Second...Truth. What's even worse than the Idolatry all around us is the complete and utter lack of truth. People don't even know how to give a definition for the word. tragic, to say the least. It's tragic that Creation doesn't even know what the Creator came for...
" I was born and came into the world to testify to truth. All who love the truth recognize that what I say is true." ~John 18:37
As I began to take my stance on how terrible it was that people didn't know an unwavering definition for truth i took a look at my "definition" and there realized i was a hypocrite and couldn't give that kind of definition either. now, isn't that insanely troubling? So, think. If we are here to represent Christ in everything we do, yet, we have no idea what the never-changing always consistent definition of truth is and Jesus came to be THE truth and testify to truth then how can we be what we are supposed to be and be it well? you can read that major run-on question again if you like....its a toughy, isn't it?
at the end of my thoughts i found my definition: Jesus.
Jesus is the only Truth and what he says is truth (like he, himself explains). Thankfully, God's word never changes and it...is Truth. So, there i go! an unwavering definition of truth.

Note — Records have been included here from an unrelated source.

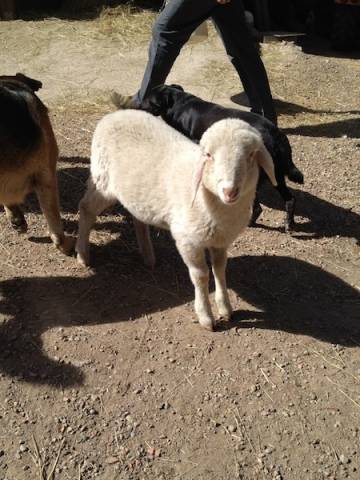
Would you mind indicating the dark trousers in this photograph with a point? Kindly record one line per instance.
(174, 26)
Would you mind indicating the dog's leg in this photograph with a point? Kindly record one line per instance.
(16, 217)
(47, 192)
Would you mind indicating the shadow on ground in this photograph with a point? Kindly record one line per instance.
(325, 219)
(289, 295)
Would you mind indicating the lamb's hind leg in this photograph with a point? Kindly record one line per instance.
(92, 204)
(194, 259)
(16, 217)
(144, 242)
(219, 260)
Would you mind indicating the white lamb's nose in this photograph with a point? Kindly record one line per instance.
(230, 193)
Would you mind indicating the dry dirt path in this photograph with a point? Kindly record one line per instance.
(108, 369)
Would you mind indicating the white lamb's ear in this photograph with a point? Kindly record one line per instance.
(197, 175)
(265, 161)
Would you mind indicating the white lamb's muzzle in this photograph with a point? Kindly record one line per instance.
(228, 192)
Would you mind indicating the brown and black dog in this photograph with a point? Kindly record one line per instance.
(28, 156)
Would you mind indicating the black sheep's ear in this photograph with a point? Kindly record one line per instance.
(35, 85)
(177, 87)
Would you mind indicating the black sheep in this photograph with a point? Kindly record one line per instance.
(192, 116)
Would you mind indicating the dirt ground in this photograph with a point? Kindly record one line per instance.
(104, 372)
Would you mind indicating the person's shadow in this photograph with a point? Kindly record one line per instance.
(287, 294)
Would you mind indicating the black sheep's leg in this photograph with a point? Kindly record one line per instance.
(289, 200)
(257, 210)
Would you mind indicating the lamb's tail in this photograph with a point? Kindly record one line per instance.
(295, 175)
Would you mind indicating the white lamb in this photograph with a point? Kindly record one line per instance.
(202, 193)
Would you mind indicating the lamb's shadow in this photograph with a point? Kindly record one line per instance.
(289, 295)
(325, 219)
(296, 297)
(343, 128)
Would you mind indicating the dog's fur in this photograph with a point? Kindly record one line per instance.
(28, 156)
(192, 116)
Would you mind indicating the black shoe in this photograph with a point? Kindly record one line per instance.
(123, 102)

Unfortunately, world doesn't take too kindly to that definition...

Tuesday, August 17, 2010

O how he loves....

1) I wanted to say I'm so sorry it has been SO SO SO long. I just haven't known what to say..until now. :)
2) What's been absolutely intriguing to me today has been this God... Who is SO, indescribably big and His incredibly wordless artwork.. I would really like to share it with you


First... this is our planet EARTH. You know those days when you think "o,well its just another day." I would like to interject with FALSE! The earth is moving at one THOUSAND miles per an hour. That alone makes it completely unordinary.. but if you just take.a.look.around. If you just take a moment to see the glorious rays of sun beaming through the stunningly green leaves on the forest of trees surrounding you. Or if you take a glimpse at the contrast between the green grass and blue sky...that aren't really even those colors. Or how just seeing someone burst out in laughter...how can you not laugh too?

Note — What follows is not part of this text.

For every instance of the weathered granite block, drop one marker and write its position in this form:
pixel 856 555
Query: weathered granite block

ONE THOUSAND lite years AWAY from our earth is the whole Milky Way Galaxy.. Look, can you even see the sun? Somewhere in there..in that beautiful mess.. is Earth. Do you see how BIG my God is? But wait...he gets EVEN bigger.

 X  Structure at Core of Whirlpool Galaxy (M51)

About 23 million lite years away is this.. This is the Whirlpool Galaxy and its something that has touched me and brought me to tears ever since a saw it a few years ago. Isnt this just the most stunning thing you have ever seen? Is His love just not incredible? I can just see God (at least this is how I envision it :)) waiting up in heaven saying.. you think that's beautiful wait, see what I have next for you to see. How MIGHTY is HE? How romantic? How moving? How inspiring? He just is.... and He LOVES us... The one who made these hugely mouth dropping things chooses to love us wee lil things.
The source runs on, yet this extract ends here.